EdX Plans to Offer Popular Science and Cooking Course This Fall

This fall, thousands of students around the world will have a chance to whip chocolate emulsions under the guidance of culinary experts and Harvard professors with the launch of SPU27x: “Science and Cooking: From Haute Cuisine to Soft Matter Science.” The introduction of SPU27x will mark edX’s first course with a lab component.

EdX, the nonprofit, online learning initiative launched by Harvard and MIT approaching its one-year anniversary this May, has rapidly expanded to 12 institutional partners and over 800,000 learners.

Physics professor David A. Weitz, who co-teaches the course, characterized SPU27x as “a way to teach science to people who otherwise do not normally engage with it,” and said that he thinks that the course’s popularity on campus suggests it may have a large global appeal.

“Teaching science of cooking is a good way to teach science: it’s effective, people are engaged, and it hits many of the high points of basic science education in a way that people are able to relate to and understand,” said Michael P. Brenner, a professor at the Harvard School of Engineering and Applied Sciences who co-teaches the class with Weiz.

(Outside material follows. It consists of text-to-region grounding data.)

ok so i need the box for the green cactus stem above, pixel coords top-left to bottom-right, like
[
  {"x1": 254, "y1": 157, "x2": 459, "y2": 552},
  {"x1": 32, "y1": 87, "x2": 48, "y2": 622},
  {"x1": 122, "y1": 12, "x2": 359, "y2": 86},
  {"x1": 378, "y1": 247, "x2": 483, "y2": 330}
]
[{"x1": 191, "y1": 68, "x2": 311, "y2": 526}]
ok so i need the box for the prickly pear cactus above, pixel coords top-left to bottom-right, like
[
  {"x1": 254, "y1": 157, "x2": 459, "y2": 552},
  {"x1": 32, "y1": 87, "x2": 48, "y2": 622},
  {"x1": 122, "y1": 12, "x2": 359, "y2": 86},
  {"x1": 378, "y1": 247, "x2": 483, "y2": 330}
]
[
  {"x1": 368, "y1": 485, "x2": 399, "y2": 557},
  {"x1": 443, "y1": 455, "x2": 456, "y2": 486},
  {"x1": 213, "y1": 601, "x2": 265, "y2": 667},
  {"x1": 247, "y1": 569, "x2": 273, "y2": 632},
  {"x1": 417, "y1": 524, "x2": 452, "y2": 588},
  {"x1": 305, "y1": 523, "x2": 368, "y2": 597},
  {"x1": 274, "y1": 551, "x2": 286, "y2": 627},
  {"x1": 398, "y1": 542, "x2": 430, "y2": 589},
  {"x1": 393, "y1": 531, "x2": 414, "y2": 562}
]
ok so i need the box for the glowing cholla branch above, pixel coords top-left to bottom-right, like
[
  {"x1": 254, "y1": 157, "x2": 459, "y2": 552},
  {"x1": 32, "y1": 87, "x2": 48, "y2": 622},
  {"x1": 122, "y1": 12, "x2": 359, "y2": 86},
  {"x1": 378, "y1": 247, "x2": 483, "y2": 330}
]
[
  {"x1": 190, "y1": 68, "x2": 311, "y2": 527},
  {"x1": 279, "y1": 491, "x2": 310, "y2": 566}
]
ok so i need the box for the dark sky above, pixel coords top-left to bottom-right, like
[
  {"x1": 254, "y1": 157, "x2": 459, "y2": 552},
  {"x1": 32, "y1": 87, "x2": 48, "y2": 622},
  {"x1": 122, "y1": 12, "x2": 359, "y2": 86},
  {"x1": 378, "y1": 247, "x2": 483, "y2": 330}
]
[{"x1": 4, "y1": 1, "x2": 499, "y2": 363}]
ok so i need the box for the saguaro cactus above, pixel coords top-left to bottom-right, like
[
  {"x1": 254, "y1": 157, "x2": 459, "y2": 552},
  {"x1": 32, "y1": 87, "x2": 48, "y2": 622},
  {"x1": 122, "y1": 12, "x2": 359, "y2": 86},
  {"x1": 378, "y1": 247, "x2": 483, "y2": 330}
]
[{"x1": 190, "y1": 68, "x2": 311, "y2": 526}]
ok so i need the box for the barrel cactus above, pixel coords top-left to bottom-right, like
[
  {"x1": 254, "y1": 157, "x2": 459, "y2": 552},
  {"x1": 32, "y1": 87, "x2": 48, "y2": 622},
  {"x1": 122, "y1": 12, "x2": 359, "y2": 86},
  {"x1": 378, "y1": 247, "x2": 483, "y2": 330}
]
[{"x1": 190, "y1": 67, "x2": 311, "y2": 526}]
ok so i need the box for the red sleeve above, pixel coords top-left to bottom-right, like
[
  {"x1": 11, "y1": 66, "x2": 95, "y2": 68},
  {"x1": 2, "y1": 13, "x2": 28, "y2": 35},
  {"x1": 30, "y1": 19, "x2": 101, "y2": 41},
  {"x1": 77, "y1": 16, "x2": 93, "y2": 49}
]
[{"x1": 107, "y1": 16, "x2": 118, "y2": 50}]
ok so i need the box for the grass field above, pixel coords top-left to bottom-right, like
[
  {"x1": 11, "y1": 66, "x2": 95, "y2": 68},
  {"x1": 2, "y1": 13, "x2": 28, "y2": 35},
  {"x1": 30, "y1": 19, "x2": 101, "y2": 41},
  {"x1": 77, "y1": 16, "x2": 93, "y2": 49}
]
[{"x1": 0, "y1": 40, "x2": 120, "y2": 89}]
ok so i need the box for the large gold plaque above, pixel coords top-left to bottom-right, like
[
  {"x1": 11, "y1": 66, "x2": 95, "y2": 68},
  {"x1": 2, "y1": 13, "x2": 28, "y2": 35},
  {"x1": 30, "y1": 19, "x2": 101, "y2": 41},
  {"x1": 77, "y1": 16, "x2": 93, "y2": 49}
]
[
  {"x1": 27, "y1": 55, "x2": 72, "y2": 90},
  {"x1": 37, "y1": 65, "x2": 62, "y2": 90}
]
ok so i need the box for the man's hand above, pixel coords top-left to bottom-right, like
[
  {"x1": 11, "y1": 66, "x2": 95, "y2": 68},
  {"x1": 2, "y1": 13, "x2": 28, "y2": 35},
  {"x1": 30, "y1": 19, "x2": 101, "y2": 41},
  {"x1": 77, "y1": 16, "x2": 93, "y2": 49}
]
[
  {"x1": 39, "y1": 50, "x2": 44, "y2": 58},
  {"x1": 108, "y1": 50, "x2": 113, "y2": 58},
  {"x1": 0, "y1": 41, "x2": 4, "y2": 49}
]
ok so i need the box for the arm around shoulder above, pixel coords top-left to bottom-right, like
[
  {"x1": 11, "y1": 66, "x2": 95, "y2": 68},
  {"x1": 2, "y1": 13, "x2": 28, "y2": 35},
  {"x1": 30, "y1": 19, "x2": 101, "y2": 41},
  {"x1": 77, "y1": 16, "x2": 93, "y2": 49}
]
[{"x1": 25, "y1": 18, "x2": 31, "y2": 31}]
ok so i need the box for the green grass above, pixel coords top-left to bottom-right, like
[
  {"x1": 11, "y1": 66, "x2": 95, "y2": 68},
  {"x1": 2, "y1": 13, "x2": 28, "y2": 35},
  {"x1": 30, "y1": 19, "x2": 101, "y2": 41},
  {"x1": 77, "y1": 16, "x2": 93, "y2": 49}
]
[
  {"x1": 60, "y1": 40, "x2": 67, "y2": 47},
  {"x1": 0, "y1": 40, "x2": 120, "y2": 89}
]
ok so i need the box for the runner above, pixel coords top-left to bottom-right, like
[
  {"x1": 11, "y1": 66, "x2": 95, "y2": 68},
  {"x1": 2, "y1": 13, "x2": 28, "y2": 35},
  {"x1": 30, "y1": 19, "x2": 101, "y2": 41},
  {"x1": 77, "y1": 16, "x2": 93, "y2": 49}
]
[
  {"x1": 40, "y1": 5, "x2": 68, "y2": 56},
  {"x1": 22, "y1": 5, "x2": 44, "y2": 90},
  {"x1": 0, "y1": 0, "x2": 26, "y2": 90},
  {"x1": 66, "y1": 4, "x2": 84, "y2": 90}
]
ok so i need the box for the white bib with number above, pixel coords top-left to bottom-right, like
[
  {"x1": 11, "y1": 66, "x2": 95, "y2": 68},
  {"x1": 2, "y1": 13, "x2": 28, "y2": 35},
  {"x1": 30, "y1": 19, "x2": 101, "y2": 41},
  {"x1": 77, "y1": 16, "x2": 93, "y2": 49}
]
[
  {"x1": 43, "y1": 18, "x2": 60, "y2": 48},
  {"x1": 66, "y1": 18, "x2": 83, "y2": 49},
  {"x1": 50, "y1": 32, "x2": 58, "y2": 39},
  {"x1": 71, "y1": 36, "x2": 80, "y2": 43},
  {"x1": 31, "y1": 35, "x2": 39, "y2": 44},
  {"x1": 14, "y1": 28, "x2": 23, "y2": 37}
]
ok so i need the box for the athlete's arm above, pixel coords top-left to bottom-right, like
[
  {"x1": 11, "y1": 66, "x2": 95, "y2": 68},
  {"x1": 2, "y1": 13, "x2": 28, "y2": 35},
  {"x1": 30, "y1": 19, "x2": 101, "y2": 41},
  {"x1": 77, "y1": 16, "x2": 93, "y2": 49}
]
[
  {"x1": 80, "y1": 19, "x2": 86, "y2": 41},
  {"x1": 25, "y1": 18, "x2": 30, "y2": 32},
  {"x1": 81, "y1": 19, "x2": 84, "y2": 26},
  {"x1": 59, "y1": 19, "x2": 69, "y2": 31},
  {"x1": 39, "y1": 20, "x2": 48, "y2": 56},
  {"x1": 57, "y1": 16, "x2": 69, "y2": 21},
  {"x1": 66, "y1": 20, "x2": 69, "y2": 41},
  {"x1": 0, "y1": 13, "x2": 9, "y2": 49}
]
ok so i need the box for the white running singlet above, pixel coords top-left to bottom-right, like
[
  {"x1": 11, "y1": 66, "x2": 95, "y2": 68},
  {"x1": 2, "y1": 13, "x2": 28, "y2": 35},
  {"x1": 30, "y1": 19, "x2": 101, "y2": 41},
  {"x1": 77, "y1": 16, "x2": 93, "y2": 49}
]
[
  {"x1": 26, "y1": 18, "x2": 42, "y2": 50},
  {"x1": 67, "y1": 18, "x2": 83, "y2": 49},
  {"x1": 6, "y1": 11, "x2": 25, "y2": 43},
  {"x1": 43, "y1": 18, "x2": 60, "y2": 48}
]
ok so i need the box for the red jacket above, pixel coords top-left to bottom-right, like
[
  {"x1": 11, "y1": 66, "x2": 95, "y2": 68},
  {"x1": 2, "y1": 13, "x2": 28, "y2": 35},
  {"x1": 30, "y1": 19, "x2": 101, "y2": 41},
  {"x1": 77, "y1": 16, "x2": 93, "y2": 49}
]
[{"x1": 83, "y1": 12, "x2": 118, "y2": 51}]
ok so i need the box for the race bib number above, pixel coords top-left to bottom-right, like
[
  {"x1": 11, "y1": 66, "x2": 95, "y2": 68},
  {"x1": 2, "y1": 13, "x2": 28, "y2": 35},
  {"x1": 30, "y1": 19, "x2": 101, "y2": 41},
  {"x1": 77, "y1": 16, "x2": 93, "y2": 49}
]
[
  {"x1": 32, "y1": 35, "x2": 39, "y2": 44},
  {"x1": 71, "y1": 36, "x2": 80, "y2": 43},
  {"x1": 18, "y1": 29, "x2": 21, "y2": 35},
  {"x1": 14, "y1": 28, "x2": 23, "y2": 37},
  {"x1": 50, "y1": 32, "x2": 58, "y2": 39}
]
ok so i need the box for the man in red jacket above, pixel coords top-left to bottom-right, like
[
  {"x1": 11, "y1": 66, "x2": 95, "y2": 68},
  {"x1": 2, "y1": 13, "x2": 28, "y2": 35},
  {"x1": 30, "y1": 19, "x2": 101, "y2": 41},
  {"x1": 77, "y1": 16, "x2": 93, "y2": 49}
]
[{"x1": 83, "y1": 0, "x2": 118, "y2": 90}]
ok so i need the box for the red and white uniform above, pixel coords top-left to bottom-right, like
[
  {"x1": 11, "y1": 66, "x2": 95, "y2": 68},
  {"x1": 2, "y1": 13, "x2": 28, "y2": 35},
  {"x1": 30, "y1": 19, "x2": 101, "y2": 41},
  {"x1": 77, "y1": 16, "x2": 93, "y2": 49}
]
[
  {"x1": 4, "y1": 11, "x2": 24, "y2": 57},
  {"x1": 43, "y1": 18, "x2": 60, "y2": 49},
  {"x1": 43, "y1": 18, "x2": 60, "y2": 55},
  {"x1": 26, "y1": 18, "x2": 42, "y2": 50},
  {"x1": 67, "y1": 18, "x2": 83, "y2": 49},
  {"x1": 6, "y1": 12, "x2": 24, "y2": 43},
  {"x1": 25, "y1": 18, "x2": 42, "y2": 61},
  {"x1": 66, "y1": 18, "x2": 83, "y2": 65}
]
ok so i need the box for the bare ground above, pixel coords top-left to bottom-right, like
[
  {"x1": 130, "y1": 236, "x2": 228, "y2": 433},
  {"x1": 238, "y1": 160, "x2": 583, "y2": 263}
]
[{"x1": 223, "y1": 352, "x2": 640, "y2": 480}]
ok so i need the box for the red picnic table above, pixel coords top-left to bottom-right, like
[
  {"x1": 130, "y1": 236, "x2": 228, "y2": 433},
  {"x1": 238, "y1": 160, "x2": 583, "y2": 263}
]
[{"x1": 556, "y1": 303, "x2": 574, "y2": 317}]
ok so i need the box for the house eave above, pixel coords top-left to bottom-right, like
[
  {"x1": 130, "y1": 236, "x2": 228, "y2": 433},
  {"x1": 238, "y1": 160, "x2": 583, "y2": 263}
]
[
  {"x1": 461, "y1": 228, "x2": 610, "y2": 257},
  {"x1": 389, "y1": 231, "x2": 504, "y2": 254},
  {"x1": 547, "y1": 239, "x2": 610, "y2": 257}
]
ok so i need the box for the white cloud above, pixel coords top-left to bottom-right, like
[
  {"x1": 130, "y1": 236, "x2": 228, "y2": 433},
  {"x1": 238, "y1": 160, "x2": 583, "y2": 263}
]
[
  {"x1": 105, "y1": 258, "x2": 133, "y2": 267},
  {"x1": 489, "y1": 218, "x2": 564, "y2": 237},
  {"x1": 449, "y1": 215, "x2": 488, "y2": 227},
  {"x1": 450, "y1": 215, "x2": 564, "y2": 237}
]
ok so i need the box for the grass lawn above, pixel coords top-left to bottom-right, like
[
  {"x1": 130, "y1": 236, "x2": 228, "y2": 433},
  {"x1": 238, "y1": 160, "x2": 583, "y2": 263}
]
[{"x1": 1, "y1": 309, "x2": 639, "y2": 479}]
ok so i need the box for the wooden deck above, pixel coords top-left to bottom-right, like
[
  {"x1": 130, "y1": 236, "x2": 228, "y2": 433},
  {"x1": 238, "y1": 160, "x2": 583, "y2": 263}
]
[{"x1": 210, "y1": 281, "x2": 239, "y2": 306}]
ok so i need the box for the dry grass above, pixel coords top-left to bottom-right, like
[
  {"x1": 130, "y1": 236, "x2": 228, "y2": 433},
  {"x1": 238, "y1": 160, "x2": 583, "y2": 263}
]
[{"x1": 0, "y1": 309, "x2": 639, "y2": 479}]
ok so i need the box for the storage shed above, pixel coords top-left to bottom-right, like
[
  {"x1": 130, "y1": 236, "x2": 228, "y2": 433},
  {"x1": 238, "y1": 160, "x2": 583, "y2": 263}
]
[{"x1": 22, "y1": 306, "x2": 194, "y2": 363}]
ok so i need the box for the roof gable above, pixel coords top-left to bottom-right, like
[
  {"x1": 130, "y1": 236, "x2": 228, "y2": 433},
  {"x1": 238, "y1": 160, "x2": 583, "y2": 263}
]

Brenner and Weitz said that the logistics of the laboratory elements of SPU27x are still under discussion and will face certain challenges when applied on an international scale. Specifically, they pointed to the unavailability of certain ingredients in certain countries and the variability of cooking equipment among students as issues the course will have to overcome.


Weitz and Brenner also said that developing the course for edX will lead to improvements to the course offered on campus. For example, some segments will be filmed inside the restaurants of featured guest chefs. And rather than limiting one class to a chef’s presentation and the next to scientific analysis, cohesive 10-minute videos of both can be combined in one meeting.

These videos, according to Weitz, could also allow for scientifically inclined students to dive more deeply into the material if interested.

“The videos could provide a deeper explanation of the science that someone without that background wouldn’t watch” he said.